‘The first mission of our university was to build a start-up nation,’ said Professor Menahem Ben-Sasson, President of the Hebrew University, in his introduction to a roundtable discussion on the commercialization of science.
Professor Ben-Sasson, along with a stellar group of Hebrew University researchers, shared their experiences of turning scientific advances into commercial reality at the discussion in Sydney on July 19.
Among the projects discussed were the production of human collagen in tobacco plants for application in wound repair and the 3D printing of human organs (Professor Oded Shoseyov); using nano particles to create a new safe topical treatment for advanced skin carcinoma cells (Professor Simon Benita); and the production of medical CBD from marijuana for use in epilepsy treatments and shrinking tumours in cancer patients (Professor Nissim Garti).
Professor Daphne Atlas has been working on designing small molecules which can cross the blood/brain barrier and are non-toxic. She talked about how her research could be used to treat concussion and rescue cognitive behaviour within an hour of a sporting accident. And Professor Yoel Sasson covered some of his broad-ranging work on environmental catalysis such as in-situ remediation of contaminated soil, extending the shelf life of fresh cut fruit, treatment of oil spills in water by chemical oxidization, and self-cleaning surfaces which are activated by visible light so they disinfect and kill bacteria.

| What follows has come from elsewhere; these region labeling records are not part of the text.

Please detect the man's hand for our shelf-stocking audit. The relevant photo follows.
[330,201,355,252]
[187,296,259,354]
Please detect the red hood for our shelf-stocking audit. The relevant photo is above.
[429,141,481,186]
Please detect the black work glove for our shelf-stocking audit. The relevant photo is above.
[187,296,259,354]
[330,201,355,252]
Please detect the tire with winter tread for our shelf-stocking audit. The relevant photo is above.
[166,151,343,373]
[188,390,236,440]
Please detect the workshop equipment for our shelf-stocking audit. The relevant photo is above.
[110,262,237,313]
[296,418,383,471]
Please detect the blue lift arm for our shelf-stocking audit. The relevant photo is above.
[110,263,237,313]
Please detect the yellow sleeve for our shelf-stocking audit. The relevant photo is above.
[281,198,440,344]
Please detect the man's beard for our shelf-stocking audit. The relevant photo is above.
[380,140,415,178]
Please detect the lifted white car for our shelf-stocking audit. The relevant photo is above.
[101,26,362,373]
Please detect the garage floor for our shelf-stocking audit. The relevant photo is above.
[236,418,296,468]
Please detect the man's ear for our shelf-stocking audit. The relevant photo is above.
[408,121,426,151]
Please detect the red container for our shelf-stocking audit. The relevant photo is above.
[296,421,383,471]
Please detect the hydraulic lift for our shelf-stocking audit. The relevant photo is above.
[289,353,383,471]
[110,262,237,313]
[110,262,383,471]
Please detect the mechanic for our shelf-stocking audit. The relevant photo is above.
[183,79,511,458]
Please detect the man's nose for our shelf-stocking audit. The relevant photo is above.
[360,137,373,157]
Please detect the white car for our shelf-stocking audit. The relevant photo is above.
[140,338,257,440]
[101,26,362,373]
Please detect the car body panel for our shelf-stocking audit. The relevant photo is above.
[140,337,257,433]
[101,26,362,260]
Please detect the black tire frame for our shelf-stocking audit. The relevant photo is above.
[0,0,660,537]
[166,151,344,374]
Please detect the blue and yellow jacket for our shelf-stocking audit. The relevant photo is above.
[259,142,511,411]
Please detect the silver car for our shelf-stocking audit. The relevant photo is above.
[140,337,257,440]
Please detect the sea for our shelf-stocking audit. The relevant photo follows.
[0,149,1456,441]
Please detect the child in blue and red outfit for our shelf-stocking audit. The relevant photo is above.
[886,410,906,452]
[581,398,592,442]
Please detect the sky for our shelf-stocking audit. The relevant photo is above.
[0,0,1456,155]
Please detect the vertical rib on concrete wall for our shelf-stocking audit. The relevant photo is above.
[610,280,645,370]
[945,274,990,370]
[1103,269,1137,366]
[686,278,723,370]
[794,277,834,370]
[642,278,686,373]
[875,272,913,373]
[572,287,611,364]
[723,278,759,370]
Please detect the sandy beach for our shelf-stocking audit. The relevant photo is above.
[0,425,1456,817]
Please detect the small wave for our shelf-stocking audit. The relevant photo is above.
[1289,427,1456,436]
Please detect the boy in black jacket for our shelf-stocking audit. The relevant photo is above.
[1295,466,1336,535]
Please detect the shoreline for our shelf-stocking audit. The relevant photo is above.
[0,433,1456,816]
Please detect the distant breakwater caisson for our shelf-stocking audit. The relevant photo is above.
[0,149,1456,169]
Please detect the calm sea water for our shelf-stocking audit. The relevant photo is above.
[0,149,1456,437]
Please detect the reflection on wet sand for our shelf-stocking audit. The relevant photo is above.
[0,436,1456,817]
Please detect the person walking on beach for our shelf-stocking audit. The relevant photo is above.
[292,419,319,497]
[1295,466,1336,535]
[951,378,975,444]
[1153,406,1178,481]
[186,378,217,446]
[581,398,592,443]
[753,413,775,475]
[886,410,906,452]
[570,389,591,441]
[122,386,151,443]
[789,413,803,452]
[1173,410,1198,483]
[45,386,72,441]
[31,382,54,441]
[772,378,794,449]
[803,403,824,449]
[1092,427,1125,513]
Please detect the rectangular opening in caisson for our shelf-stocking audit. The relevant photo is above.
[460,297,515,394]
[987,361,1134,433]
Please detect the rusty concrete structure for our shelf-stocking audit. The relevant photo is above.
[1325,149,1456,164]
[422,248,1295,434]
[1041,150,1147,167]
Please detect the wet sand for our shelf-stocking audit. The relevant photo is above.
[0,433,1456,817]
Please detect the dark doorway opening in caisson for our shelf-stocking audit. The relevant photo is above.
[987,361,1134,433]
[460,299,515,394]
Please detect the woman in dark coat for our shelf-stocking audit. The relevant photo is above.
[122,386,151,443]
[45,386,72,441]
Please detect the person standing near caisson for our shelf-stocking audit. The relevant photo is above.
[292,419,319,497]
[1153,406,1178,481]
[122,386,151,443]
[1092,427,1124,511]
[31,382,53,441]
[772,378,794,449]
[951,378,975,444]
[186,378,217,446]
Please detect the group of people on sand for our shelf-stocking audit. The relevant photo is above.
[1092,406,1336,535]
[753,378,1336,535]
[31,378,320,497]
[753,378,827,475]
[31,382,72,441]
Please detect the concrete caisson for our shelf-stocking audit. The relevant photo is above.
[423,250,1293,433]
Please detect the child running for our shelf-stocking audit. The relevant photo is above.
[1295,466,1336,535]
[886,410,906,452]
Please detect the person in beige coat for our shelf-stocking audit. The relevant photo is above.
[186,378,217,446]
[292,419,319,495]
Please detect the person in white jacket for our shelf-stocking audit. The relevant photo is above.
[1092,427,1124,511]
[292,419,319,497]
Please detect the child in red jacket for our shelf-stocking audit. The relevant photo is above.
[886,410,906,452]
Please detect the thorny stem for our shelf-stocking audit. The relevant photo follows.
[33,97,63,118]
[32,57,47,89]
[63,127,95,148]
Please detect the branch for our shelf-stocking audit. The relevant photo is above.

Attendees at the event were keen to know what it was about the Israeli ‘ecosystem’ which encouraged the collaboration between entrepreneurs, universities and industry.
Professor Shoseyov claimed that some credit must go to the government which provided much of the investment funding, taking on the lion’s share of risk, and encouraging scientists and entrepreneurs to move research into the commercial arena.
The Technical Transfer Office (TTO) which has been at the University since the 60s, was also cited as another reason for the successful move of research to market. The Office, a subsidiary of the University, does all the business development, legal work, and files for patents, and returns a significant amount of royalties to the University for further research.
Another speaker said that, instead of using the traditional academic model of developing the solution and then looking for the problem it would solve, they identified the problem first and then set about finding the solution. ‘This way of thinking directs more energy into innovation.’
While Israeli hi tech does well in attracting international investment, bio-tech is more risky and takes longer for investment returns to be reaped. To make these projects more attractive to investors, the idea was discussed of creating ‘exit strategies’ which would allow investors to depart at earlier stages in the commercialization process.
The event was hosted by Ben van Delden, Head of AgTech at KPMG, who recently returned from a trade mission with AICC to Israel - an experience which he described as ‘life changing’.